By: Joseph Sanford
Festo is a technological research company. They specialize in automation. One of their focuses is robots in the shape of animals. In the past decade, they have created many diverse groups of robots. One of the first products released was the AquaPenguin. The AquaPenguin is a fully functional Robotic penguin that can swim and maneuver completely by itself. Using 3D sonar, these robotic penguins can move without running into anything in any direction, even backward. Festo has also created a robotic manta ray. They also created a robotic jellyfish and barracuda with similar aquatic features.

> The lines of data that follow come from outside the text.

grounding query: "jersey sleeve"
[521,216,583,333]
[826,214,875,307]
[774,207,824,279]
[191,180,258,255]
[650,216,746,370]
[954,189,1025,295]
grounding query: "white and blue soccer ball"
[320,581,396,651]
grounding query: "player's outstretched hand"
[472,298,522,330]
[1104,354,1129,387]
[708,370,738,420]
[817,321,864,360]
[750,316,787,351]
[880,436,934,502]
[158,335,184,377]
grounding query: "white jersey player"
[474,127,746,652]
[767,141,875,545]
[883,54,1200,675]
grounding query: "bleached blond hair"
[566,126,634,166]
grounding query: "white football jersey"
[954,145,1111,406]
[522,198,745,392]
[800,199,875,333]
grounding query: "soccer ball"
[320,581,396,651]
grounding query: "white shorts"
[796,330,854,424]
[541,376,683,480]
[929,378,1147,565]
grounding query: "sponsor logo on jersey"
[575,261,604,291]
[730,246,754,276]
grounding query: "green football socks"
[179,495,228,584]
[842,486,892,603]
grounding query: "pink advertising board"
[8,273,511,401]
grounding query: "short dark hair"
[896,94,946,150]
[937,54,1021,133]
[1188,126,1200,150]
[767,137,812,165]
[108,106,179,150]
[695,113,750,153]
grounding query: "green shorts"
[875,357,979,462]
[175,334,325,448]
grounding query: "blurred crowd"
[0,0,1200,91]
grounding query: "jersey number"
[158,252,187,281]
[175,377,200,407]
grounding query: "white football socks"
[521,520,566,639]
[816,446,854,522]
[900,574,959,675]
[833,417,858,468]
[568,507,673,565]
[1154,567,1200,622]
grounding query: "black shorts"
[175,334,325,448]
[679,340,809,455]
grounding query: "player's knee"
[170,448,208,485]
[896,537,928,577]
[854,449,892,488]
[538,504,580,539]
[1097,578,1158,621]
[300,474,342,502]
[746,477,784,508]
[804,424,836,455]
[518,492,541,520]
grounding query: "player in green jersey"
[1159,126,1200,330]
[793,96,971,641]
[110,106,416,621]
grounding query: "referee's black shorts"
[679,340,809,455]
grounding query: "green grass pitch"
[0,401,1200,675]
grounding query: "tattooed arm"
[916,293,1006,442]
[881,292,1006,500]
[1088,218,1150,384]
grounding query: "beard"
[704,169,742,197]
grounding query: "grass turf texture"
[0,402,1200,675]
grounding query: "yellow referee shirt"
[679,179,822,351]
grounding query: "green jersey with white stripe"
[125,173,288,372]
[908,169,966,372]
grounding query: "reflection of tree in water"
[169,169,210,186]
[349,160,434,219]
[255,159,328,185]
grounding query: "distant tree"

This company didn’t stop with water as the only terrain they discovered. Many of their projects took to the Air as well. With similar projects like the AirPenguin, AirRay, and AirJelly. Festo also created creatures based on those that already reside in the sky.The company created the Smartbird, that was inspired by the herring gull. With the look of a real bird, the Smartbird also fly more like a real bird because of wings that not only move up and down but slightly rotate to give it a real bird-like flight. Festo continued to push the boundaries not just with birds, they also modeled a robot after the dragonfly called the BionicOpter. The BionicOpter can move in practically any direction or just hover in one space. As time progressed, the company came up with even more unique robotic animals.
They continued their work by creating the BionicKangaroo. The unique thing about the BionicKangaroo is that it uses the energy from it last jump stores it, and can use it again for more power. Which seems like this could be a very applicable technology to many other scientific advances. The most recent Bionic creatures have taken up a new task, Collaboration. One of the abilities of the BionicAnts and eMotion Butterflies is the ability to work together. The eMotion Butterflies work in different ways than many of the other projects, by using infrared cameras, they are linked by a computer that calculates and coordinates each Butterfly allowing them to fly together. The direction that Festo has decided to take with these bionic animals is interesting and raises many questions. What can we learn from bionic animals about their real-life counterparts? What is the purpose of these inventions? Surveillance? Commercial use? Observation of the animal kingdom? It will be interesting to see what Festo decides to do with these creations in the future.